KURDPA: Some reports indicate that a new round of arrests of youth and Internet activists has begun. Reports indicate that the interrogators and Intelligence officers, for reasons unknown, have desperately tried to keep these arrests from being publicized.
A new wave of arrests started about a month ago. It appears to have spread to many cities and provinces and has not spared the youth in many provinces in our country.
It should be noted that all of these arrests have taken place under charges such as Internet activity, or charges of blasphemy in cyberspace.
The families of the people arrested are under intense pressure not to publicize these arrests.
The majority of people arrested under this new wave of arrests are incarcerated in the IRGC’s high security ward in Evin prison.
These arrests began on May 23, 2012, and so far, twenty people have been arrested from various provinces under these charges.
Many of these people were first detained for days in their city where they were arrested before being transferred to Evin prison in Tehran.
According to reports, families of these detainees are constantly threatened by the interrogators not to publicize these arrests. The families are told “Alerting the media will cause further problems for your children.”
Some parents have even been threatened that if they alert the media about their children’s arrest, charges of immoral acts will be brought on their children.
Also, it’s been reported that these detainees are under pressure by the interrogators to reveal names of their friends who are active online.
In the meanwhile, families and those close to these detainees suspect that this might be a new project by the anonymous group called the Cyber Army utilized to charge and arrest the youths that are active online.
Although rumors of such a group becoming active started in 2006, it was a few months after the 2009 presidential election, and in response to the widespread protests, and online activities in organizing those protests, that they (the Cyber Army) entered the scene with the same name and attempted to hack the opposition sites, clearly facilitated by the government’s telecommunications and intelligence apparatuses.
Although the association of the group known as the Cyber Army with IRGC’s center to combat cyber crimes still is not clear, and/or with a group in the Intelligence Ministry similarly tasked.
But so far, there has been many rumors floating around regarding this matter, to the point that in 2009, the “Defense Tech” company which is a military and security institution in the United States, claimed that the Cyber Army’s budget in 2009 was 78 Million dollars and their forces were about 2400 people with an estimated 120,000 reserves.
While some believe that the Cyber Army does not even exist and think IRGC and the Intelligence Ministry forces use this name to cover their secret activities in cyberspace and misuse of government facilities for the suppression and subjugation of the opposition.
Email monitoring and control, and communications of cyberspace activists are tasks that have been attributed to this group.
However, except in a few cases so far, mainly due to technical problems of the operating sites, they have been only been able to hack few sites. No other particular activities in the Cyberspace have been detected from this group.
Most of the people arrested in the past three years, have said that most of the information from emails and their exchanges in cyberspace used in investigations against those individuals was not a result of the work of the intelligence apparatus but was derived by the interrogating team obtaining passwords of the individuals, by reading their emails and also by interrogation of other detainees.
In many cases, the detainees have indicated that prior to giving their passwords to the interrogators, the interrogating team did not have any special information from the contents of their emails.
In the fall and winter of 2010, IRGC launched a project to arrest the more well known online activists. The detention periods for these people were short. And according to the detainees, allegations centered around their activities in cyberspace, especially in the social network Facebook.

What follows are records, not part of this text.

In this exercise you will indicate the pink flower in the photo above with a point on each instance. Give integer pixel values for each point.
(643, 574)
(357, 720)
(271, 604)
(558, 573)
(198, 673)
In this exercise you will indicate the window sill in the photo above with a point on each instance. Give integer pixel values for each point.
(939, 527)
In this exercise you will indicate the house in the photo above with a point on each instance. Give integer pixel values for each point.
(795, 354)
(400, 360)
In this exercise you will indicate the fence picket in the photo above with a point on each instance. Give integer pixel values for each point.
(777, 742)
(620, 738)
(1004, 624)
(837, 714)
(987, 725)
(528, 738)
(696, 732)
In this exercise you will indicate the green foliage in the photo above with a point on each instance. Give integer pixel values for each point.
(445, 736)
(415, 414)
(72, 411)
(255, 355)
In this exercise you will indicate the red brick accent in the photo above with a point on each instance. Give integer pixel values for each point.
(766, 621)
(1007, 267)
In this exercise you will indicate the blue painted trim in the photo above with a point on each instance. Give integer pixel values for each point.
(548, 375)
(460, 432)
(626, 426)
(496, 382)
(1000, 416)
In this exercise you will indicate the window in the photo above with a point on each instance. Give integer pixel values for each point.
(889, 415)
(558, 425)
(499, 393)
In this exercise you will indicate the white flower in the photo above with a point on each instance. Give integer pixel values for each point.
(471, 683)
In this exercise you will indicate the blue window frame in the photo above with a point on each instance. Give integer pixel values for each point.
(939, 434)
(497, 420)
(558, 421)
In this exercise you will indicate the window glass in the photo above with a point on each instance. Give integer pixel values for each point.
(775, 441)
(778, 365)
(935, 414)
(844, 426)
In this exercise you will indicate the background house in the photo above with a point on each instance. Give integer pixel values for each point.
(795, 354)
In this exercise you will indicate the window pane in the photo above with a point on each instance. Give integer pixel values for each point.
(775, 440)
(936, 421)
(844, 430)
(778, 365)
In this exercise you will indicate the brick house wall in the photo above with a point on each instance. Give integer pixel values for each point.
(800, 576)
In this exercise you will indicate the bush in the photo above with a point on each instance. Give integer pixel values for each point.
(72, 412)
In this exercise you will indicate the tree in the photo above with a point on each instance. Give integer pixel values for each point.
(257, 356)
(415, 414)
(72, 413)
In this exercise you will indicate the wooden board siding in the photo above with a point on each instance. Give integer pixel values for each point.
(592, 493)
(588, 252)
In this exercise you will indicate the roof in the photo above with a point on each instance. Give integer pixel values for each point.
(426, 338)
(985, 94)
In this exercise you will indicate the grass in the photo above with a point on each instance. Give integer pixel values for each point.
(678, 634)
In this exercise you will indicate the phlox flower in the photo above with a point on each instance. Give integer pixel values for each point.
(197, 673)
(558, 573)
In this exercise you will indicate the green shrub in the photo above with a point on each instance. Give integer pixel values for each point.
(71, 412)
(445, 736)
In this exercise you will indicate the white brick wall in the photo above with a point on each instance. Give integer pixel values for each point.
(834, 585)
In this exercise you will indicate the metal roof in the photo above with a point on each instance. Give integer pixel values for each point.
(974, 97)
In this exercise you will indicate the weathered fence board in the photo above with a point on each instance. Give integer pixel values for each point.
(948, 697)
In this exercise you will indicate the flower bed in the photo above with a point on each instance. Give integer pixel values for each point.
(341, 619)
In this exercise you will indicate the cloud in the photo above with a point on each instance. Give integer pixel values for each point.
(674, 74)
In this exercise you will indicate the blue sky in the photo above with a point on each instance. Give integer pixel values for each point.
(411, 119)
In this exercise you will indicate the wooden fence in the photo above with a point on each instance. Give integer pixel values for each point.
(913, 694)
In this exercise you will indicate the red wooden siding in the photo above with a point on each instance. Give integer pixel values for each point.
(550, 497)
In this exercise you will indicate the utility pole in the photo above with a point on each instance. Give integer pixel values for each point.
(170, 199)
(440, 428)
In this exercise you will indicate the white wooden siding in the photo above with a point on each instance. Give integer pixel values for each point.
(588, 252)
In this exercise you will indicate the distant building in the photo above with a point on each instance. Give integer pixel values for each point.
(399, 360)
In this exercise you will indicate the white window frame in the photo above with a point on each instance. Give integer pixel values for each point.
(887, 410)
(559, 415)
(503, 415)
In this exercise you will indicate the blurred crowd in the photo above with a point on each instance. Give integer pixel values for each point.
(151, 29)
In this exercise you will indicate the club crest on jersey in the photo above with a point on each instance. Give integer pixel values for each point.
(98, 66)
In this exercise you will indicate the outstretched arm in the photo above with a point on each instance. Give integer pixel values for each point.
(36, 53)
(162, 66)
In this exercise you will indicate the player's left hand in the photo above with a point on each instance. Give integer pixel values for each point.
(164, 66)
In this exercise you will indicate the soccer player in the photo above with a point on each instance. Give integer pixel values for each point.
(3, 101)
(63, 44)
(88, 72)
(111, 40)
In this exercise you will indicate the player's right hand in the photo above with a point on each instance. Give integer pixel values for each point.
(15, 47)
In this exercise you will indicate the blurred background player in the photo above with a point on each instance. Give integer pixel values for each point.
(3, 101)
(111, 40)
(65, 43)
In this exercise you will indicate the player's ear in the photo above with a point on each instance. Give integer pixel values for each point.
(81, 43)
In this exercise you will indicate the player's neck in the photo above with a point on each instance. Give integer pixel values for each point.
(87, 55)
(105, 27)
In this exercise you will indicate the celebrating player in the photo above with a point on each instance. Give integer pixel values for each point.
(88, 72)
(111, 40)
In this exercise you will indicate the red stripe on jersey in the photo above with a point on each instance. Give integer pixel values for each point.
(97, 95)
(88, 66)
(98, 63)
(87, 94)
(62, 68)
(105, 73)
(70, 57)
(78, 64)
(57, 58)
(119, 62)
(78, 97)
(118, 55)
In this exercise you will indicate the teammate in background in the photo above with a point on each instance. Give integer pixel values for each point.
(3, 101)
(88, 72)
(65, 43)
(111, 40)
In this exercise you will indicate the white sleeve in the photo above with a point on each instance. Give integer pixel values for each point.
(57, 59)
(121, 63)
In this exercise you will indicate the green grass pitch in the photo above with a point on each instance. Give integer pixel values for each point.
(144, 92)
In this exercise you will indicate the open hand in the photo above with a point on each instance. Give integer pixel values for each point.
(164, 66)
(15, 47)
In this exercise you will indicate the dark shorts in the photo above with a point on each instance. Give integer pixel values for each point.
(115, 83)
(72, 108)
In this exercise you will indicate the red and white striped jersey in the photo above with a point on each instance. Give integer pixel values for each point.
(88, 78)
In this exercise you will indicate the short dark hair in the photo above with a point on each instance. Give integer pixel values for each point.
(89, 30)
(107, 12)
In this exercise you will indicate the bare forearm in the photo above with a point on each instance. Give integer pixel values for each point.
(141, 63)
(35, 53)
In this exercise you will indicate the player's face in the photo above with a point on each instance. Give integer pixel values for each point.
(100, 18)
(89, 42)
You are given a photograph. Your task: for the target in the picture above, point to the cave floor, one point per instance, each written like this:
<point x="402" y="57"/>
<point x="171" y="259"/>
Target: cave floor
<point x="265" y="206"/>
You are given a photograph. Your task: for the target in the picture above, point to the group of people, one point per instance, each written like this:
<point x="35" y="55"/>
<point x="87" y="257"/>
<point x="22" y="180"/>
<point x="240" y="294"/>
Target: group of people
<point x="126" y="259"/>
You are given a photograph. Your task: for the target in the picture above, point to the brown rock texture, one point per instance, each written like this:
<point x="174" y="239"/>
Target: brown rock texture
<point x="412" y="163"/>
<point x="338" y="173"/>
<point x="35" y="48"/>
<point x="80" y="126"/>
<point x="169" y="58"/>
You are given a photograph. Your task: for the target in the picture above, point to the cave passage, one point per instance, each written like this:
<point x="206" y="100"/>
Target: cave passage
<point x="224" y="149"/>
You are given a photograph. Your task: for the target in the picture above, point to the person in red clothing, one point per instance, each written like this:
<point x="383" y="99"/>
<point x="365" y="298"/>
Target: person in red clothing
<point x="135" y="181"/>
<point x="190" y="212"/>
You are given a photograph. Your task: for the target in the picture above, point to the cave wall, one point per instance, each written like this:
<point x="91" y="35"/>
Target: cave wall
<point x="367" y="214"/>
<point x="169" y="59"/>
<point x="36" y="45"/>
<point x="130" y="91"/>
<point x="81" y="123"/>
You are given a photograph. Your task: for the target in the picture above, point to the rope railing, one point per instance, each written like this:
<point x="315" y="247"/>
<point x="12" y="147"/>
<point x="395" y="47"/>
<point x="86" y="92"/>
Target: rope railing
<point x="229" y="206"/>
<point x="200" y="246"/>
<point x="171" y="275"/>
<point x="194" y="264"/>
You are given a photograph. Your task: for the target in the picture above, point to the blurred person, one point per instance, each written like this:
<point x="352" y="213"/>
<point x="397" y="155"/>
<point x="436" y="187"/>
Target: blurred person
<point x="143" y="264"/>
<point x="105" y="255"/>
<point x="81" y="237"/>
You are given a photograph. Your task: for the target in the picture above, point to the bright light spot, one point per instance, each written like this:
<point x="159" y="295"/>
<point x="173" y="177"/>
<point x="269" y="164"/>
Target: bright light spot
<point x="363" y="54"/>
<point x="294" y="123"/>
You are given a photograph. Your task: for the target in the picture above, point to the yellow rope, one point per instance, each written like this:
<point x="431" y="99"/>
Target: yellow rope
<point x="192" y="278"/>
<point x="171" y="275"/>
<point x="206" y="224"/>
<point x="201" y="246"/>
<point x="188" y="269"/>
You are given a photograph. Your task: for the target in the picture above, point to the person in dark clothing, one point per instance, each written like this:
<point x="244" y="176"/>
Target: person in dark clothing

During the interrogations of these detainees, the interrogators claimed that they had been identified by the Cyber Army specifically through their Facebook posts and comments.
At that juncture and after their release, the people arrested said they were aware of printouts of their Facebook entries in their case files and charges were brought up based on those entries. However, many of these printouts were from the public posts of these people.
It is said that the government’s intelligence agents that are active online, in addition to trying to hack the Green sites, work hard to spread computer viruses and put activists and critics under cyber attack.
The recent attempts to track people using their online activities as an excuse to arrest people can also be attributed to the activities of this group.